Intersting article about May Pang's new book "Instamatic Karma";
A Fond Look at Lennon’s ‘Lost Weekend’
By ALLAN KOZINN
Published: March 12, 2008
If there’s one thing that May Pang has been fighting for the last 28 years, it’s the idea that John Lennon was depressed, isolated and out of control during the 18 months she lived with him, from the summer of 1973 to early 1975, when he reconciled with his second wife, Yoko Ono.
Lennon himself fostered that notion by referring to the time as his “Lost Weekend” in interviews he gave in 1980, when he released “Double Fantasy,” a joint album with Ms. Ono that was his return to music-making after five years’ silence. And lurid, oft-repeated tales of a drunken Lennon’s being evicted from the Troubadour, a nightclub in Los Angeles, seemed to support that image.

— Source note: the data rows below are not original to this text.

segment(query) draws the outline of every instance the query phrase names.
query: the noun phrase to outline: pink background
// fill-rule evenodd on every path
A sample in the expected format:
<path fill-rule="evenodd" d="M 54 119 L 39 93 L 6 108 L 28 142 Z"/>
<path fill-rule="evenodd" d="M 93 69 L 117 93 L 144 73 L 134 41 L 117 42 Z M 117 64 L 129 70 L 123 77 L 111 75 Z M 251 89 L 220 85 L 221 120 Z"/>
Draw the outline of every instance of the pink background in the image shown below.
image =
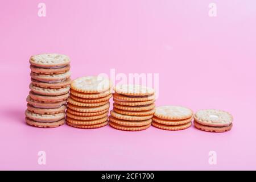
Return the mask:
<path fill-rule="evenodd" d="M 38 4 L 47 15 L 38 16 Z M 256 169 L 256 1 L 1 1 L 0 169 Z M 72 78 L 159 73 L 156 105 L 232 113 L 233 129 L 124 132 L 26 125 L 28 59 L 67 54 Z M 47 154 L 38 164 L 38 152 Z M 217 154 L 209 165 L 208 152 Z"/>

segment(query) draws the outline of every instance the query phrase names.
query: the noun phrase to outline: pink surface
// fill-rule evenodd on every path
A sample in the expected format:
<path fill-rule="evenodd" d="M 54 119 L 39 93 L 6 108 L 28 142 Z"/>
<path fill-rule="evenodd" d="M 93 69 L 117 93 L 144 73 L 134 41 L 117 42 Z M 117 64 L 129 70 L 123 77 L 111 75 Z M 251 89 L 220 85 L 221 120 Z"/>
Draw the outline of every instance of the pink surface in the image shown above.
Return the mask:
<path fill-rule="evenodd" d="M 0 3 L 0 169 L 256 169 L 255 1 L 215 1 L 214 18 L 210 1 L 46 0 L 43 18 L 39 2 Z M 157 105 L 225 110 L 233 128 L 28 126 L 28 59 L 44 52 L 69 55 L 73 78 L 110 68 L 159 73 Z M 38 164 L 41 150 L 46 165 Z"/>

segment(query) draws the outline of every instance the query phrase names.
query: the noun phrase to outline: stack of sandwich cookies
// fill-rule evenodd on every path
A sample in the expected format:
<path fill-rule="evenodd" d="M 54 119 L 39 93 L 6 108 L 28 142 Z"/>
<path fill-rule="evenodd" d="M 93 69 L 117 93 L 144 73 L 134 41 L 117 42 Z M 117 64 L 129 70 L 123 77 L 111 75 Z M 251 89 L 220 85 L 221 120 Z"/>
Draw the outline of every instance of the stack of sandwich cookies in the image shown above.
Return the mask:
<path fill-rule="evenodd" d="M 43 54 L 31 56 L 30 92 L 27 97 L 26 121 L 39 127 L 55 127 L 65 123 L 71 73 L 68 56 Z"/>
<path fill-rule="evenodd" d="M 67 123 L 81 129 L 98 128 L 108 124 L 111 82 L 97 76 L 77 78 L 71 83 Z"/>
<path fill-rule="evenodd" d="M 109 125 L 125 131 L 148 128 L 155 112 L 154 89 L 142 85 L 120 85 L 114 91 Z"/>
<path fill-rule="evenodd" d="M 152 118 L 152 125 L 167 130 L 180 130 L 191 126 L 193 111 L 181 106 L 157 107 Z"/>
<path fill-rule="evenodd" d="M 232 128 L 232 115 L 220 110 L 200 110 L 194 115 L 195 126 L 206 131 L 221 133 L 229 131 Z"/>

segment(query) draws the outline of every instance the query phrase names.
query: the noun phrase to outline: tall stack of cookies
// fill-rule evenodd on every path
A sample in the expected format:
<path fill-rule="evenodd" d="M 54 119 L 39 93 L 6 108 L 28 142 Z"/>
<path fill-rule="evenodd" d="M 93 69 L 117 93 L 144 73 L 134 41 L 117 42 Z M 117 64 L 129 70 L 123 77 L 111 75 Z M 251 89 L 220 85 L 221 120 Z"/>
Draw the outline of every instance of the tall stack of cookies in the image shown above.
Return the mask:
<path fill-rule="evenodd" d="M 197 129 L 209 132 L 228 131 L 232 128 L 233 116 L 229 113 L 216 109 L 202 109 L 194 115 Z"/>
<path fill-rule="evenodd" d="M 164 106 L 156 107 L 152 125 L 167 130 L 180 130 L 191 126 L 193 111 L 181 106 Z"/>
<path fill-rule="evenodd" d="M 70 60 L 65 55 L 49 53 L 30 59 L 30 92 L 25 111 L 27 124 L 55 127 L 65 123 L 65 110 L 71 80 Z"/>
<path fill-rule="evenodd" d="M 81 129 L 99 128 L 108 125 L 111 82 L 100 76 L 73 80 L 68 100 L 67 123 Z"/>
<path fill-rule="evenodd" d="M 155 112 L 154 89 L 138 85 L 119 85 L 114 91 L 109 125 L 125 131 L 148 128 Z"/>

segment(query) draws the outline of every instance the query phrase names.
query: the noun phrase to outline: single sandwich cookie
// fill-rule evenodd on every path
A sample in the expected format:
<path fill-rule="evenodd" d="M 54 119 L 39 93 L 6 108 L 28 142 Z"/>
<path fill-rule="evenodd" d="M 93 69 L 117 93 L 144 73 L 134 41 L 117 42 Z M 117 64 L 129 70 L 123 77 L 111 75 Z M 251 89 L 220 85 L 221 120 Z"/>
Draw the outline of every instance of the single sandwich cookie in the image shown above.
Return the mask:
<path fill-rule="evenodd" d="M 68 78 L 64 81 L 59 82 L 57 83 L 47 83 L 31 78 L 31 83 L 33 85 L 36 85 L 39 87 L 52 88 L 52 89 L 65 88 L 68 86 L 69 86 L 71 82 L 71 78 Z"/>
<path fill-rule="evenodd" d="M 62 119 L 60 121 L 51 122 L 37 122 L 28 118 L 26 118 L 25 120 L 28 125 L 38 127 L 57 127 L 63 125 L 65 123 L 65 119 Z"/>
<path fill-rule="evenodd" d="M 73 96 L 72 94 L 70 95 L 70 97 L 71 97 L 71 98 L 72 98 L 73 100 L 77 102 L 84 103 L 95 103 L 95 102 L 104 102 L 106 101 L 109 101 L 112 97 L 112 94 L 109 94 L 106 97 L 98 98 L 82 98 Z"/>
<path fill-rule="evenodd" d="M 71 126 L 75 127 L 76 128 L 79 128 L 79 129 L 97 129 L 97 128 L 101 127 L 107 125 L 108 121 L 104 122 L 101 123 L 98 123 L 98 124 L 96 124 L 96 125 L 76 125 L 76 124 L 73 124 L 73 123 L 69 123 L 68 122 L 67 122 L 67 124 L 68 124 L 68 125 L 69 125 Z"/>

But to Ms. Pang, now 57, the “Lost Weekend” was a remarkably productive time, during which Lennon completed three albums — “Mind Games,” “Walls and Bridges” and “Rock ’n’ Roll” — produced albums for Ringo Starr and Harry Nilsson, and recorded with David Bowie, Elton John and Mick Jagger. And having already detailed these experiences (along with the Troubadour expulsions and other dark moments) in “Loving John,” her 1983 memoir, Ms. Pang has returned with the photographic evidence.